Quante volte vi è capitato di sentirvi più irritati, tesi o semplicemente meno pazienti quando fuori c’è un’afa insopportabile? Non è solo una sensazione: il caldo può davvero influenzare il nostro umore. Quando le temperature salgono, specialmente se accompagnate da un alto tasso di umidità, il nostro corpo entra in una sorta di stato di allerta.

Il termoregolatore naturale del nostro organismo, situato nell’ipotalamo, deve lavorare di più per mantenere una temperatura interna stabile. Questo sforzo aggiuntivo si traduce in segnali fisici come spossatezza, sudorazione eccessiva e difficoltà a respirare. Ma non è solo il corpo a risentirne: anche la mente ne risente. Lo stress termico può alterare i livelli di serotonina e altri neurotrasmettitori legati all’umore, rendendoci più reattivi, ansiosi o facilmente spazientiti.
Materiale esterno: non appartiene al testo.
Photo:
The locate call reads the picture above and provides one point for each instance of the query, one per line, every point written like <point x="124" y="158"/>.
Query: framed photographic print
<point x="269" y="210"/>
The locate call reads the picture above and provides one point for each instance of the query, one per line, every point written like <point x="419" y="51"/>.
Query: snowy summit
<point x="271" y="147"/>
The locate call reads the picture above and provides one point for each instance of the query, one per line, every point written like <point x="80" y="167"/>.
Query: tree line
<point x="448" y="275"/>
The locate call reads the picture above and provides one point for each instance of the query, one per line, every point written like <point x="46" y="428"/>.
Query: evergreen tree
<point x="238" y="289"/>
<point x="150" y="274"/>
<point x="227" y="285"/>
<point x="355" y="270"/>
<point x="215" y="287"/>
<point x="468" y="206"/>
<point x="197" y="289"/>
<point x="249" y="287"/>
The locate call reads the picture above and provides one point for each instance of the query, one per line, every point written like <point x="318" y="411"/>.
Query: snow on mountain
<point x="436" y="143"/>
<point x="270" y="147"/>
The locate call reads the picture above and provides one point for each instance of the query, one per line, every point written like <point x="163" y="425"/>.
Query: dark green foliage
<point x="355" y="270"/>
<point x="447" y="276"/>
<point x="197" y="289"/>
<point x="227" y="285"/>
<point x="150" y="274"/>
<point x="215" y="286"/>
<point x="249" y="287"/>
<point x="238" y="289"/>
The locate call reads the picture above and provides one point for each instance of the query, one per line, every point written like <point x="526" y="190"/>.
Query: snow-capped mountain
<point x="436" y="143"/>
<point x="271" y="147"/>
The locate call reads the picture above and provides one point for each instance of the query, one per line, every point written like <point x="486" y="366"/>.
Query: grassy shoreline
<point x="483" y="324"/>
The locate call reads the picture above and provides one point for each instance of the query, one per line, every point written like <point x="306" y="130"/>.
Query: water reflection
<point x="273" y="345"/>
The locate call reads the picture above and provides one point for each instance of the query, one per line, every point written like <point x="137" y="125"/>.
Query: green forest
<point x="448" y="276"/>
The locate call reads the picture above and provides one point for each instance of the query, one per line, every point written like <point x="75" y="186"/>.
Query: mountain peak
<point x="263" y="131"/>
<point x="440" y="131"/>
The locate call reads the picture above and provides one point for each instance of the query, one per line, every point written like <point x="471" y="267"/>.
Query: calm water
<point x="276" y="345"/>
Inoltre, il caldo intenso spesso riduce la qualità del sonno. Dormire male significa affrontare la giornata con meno energia e tolleranza, aumentando la probabilità di reagire in modo irritato a situazioni normali. Studi condotti negli ultimi anni hanno persino mostrato un leggero aumento nei comportamenti aggressivi durante le ondate di calore.

Non è quindi soltanto una scusa tipica dell’estate: c’è una solida base scientifica dietro la nostra irritabilità da afa. La prossima volta che vi sentite accaldati e nervosi, forse non state esagerando: il vostro corpo sta solo cercando di dirvi che ha bisogno di riposo, acqua fresca e un po’ di ombra. Ascoltarlo potrebbe fare la differenza.